Aujourd’hui, bon nombre d’hôteliers marocains ont compris que, pour gagner de la visibilité sur le marché touristique international, il faut être présent sur le web. Internet: Oui, mais…. L’internet, cet outil incontournable, est toutefois très difficile à gérer. «Il ne suffit pas d’avoir un site internet avec une fiche détaillée de l’hôtel pour lui garantir un flux important de clients», explique Nicolas de La Fortelle, directeur de projet à SiWay, spécialiste dans le développement de plateformes e-commerce. Ce qui pose problème, aujourd’hui, c’est qu’il faut avoir un système de distribution sur Internet, qui comporte non seulement une partie de distribution directe via le site de l’hôtel, mais aussi une partie indirecte via des sites comme Booking et Expedia. Le marketing direct est rentable, car l’hôtel bénéficie de la totalité des marges. Mais le fait est que, dans le système mondial de réservation et de ventes de chambres d’hôtel, il y a un réseau très évolué qui permet justement à des hôtels d’être plus visibles que d’autres. Ces sites achètent une partie des chambres d’un hôtel, en négociant un prix bas et une marge sur les ventes réalisées. Ensuite, ils proposent ces chambres aux navigateurs (clients), moyennant une commission sur les ventes.

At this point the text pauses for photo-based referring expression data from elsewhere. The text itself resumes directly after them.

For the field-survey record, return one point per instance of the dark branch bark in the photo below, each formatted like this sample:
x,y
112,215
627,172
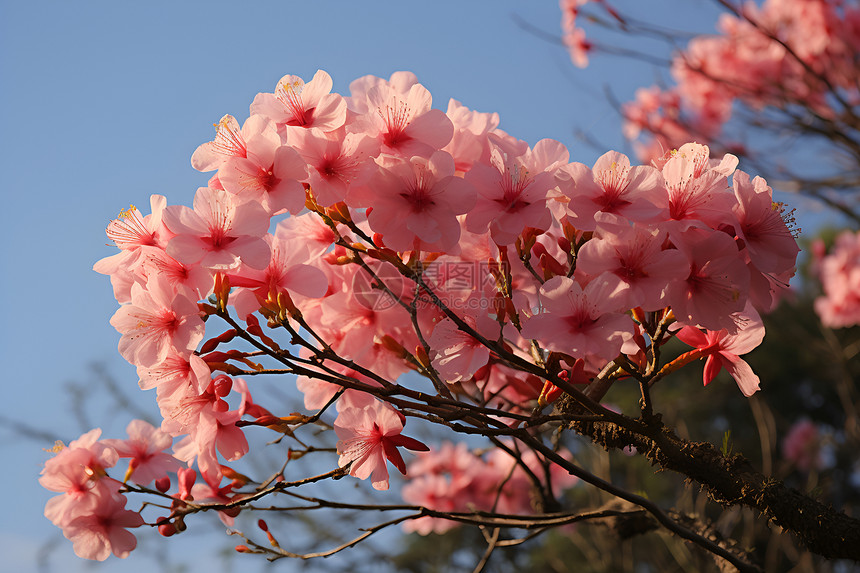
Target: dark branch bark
x,y
732,480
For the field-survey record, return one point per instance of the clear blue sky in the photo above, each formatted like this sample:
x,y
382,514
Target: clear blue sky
x,y
103,103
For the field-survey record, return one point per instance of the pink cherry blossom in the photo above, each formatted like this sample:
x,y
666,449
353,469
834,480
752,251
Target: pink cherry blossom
x,y
613,186
229,142
581,321
511,196
269,174
369,433
457,354
145,446
416,203
158,320
762,225
637,257
337,161
723,350
804,446
840,278
471,130
219,233
716,285
404,123
286,273
303,105
103,531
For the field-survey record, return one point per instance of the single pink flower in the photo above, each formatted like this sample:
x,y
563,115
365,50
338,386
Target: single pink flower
x,y
416,203
369,433
103,531
219,233
613,186
637,257
145,446
269,174
229,142
717,284
723,350
158,320
337,162
296,104
511,196
581,321
404,124
762,226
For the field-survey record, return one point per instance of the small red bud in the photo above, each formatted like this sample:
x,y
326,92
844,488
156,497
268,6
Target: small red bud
x,y
162,484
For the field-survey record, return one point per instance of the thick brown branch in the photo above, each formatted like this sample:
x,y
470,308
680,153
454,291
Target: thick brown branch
x,y
732,480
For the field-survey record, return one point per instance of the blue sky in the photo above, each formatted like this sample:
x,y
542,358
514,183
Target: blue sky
x,y
103,103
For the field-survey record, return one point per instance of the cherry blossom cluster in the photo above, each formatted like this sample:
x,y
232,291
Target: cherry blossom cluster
x,y
91,510
455,479
386,237
782,53
839,272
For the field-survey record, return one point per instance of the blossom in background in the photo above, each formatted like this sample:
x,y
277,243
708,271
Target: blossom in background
x,y
368,433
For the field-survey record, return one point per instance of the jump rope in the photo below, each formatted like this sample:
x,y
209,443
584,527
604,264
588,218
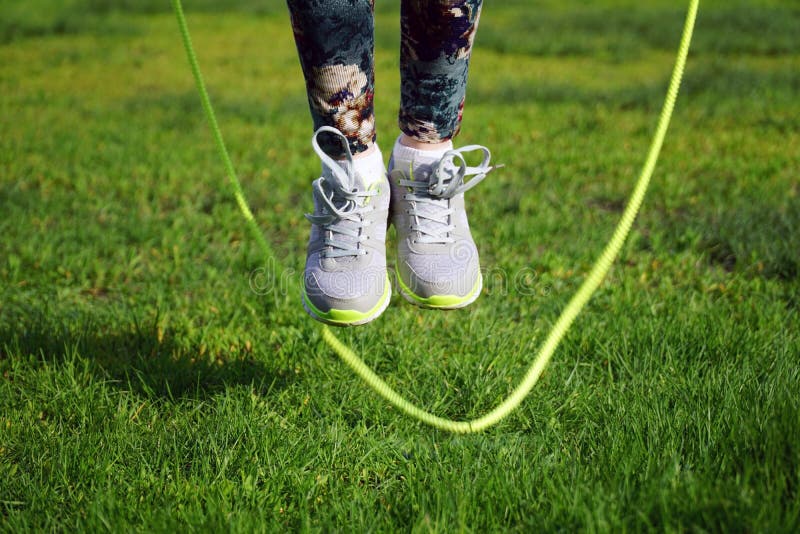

Au Maroc, le commerce en ligne est encore à ses balbutiements. D’autant plus que son coût est élevé, si l’on prend en considération les systèmes de distribution directe et indirecte. Pire: le e-paiment est encore loin d’être monnaie courante au Maroc. Ceci constitue un grand handicap à l’évolution du marketing en ligne dans le secteur hôtelier. Ce manque à gagner pour les hôteliers marocains est très important, car les spécialistes prédisent qu’il représentera le futur du tourisme. «Il faut convertir les hôteliers à ce canal de diffusion qui devient incontournable, mais sans compter complètement dessus», assure Nicolas de La Fortelle. En effet, un hôtel de 300 chambres ne peut pas se permettre de tout miser sur la distribution sur le web. Certes, cet outil peut faire jusqu’à 20% du chiffre d’affaires d’un hôtel, mais ce n’est pas suffisant pour être rentable. Un réseautage bénéfique En dehors de l’internet, d’autres canaux de commercialisation ont prouvé leur efficacité. Les TO, depuis le lancement de la vision 2010 et jusqu’à très récemment, constituaient une grande part du chiffre d’affaires des hôtels marocains. Mais la crise récente, ajoutée à l’essor fulgurant des compagnies aériennes low cost, a beaucoup réduit les parts de marché de ce canal. Le client touriste a, en effet, de plus en plus tendance à sortir du circuit du TO pour choisir lui-même ses destinations et, bien évidemment, sur Internet. Outre son expertise et ses moyens financiers, le groupe Accor a largement capitalisé sur son réseau international. Car, lorsqu’un hôtel porte l’enseigne Accor, il bénéficie, d’emblée, d’une notoriété auprès de la clientèle potentielle. Les hôteliers nationaux ont compris cela.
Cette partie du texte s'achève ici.